In those with ASD, the team also observed what is known as 'increased driving' in two specific frequencies of brain waves - alpha and theta - as well as high levels of connectivity between nerve cells in certain regions in the brain. The theta brain wave frequency and the regions of the brain affected are both known to be important components of the 'social brain', and the alpha frequency is important for visual attention.
These findings represent the first evidence that differences in the visual exploration of images coincide with changes in connectivity between key regions of the social brain in very young children with ASD. Brain regions generating these brain wave frequencies may therefore develop differently in children with ASD compared with their typically developing peers.
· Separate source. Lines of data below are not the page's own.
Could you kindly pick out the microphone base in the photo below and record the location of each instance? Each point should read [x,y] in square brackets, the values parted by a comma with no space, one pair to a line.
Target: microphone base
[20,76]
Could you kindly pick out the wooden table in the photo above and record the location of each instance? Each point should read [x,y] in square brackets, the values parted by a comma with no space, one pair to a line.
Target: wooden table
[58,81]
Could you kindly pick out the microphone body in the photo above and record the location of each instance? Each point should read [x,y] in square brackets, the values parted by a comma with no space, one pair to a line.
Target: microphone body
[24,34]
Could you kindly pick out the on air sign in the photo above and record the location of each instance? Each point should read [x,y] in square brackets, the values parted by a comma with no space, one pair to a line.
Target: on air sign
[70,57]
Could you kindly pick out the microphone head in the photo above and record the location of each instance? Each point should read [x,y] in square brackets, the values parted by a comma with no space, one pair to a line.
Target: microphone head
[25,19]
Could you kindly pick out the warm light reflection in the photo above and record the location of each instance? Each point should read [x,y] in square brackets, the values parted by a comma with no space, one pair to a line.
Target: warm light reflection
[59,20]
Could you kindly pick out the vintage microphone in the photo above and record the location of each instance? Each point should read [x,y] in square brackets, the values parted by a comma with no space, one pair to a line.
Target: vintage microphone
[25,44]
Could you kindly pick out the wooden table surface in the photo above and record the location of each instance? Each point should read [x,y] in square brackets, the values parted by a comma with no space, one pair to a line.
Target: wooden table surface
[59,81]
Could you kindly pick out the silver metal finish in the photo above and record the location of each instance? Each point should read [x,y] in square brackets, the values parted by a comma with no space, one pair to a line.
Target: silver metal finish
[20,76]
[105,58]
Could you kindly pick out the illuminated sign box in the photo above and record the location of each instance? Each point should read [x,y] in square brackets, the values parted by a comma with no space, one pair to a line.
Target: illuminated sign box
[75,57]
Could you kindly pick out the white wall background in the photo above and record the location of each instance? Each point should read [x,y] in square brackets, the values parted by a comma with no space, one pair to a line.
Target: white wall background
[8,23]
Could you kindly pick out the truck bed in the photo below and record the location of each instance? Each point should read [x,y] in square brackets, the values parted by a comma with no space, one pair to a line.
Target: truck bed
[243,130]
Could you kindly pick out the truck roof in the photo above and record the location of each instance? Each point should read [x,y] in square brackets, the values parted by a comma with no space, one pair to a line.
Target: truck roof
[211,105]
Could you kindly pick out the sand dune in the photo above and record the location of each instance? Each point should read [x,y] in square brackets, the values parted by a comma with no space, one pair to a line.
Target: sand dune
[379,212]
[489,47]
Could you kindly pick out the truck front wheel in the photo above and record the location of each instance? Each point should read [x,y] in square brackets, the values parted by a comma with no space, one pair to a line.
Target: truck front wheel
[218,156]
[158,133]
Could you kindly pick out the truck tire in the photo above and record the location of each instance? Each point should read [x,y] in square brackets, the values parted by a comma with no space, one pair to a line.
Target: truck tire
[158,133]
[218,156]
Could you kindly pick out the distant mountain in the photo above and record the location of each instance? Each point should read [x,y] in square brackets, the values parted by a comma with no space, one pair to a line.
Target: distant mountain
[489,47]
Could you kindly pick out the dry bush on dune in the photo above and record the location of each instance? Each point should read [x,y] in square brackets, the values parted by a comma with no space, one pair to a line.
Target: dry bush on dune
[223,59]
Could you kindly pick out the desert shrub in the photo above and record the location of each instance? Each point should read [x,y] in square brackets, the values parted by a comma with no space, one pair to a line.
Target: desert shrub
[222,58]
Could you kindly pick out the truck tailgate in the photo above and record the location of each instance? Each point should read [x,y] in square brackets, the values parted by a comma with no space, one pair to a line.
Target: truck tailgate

"Our results show for the first time the presence of alterations in information flow from brain areas involved in social cue processing in toddlers and pre-schoolers with Autism Spectrum Disorders (ASD)," concludes senior author Professor Marie Schaer, Assistant Professor at the University of Geneva, Switzerland. "These alterations within regions of the social brain are present at early stages of ASD and justify further investigation into whether therapeutic interventions targeting social orienting skills may help to remediate social brain development during this critical stage when neural plasticity is still possible."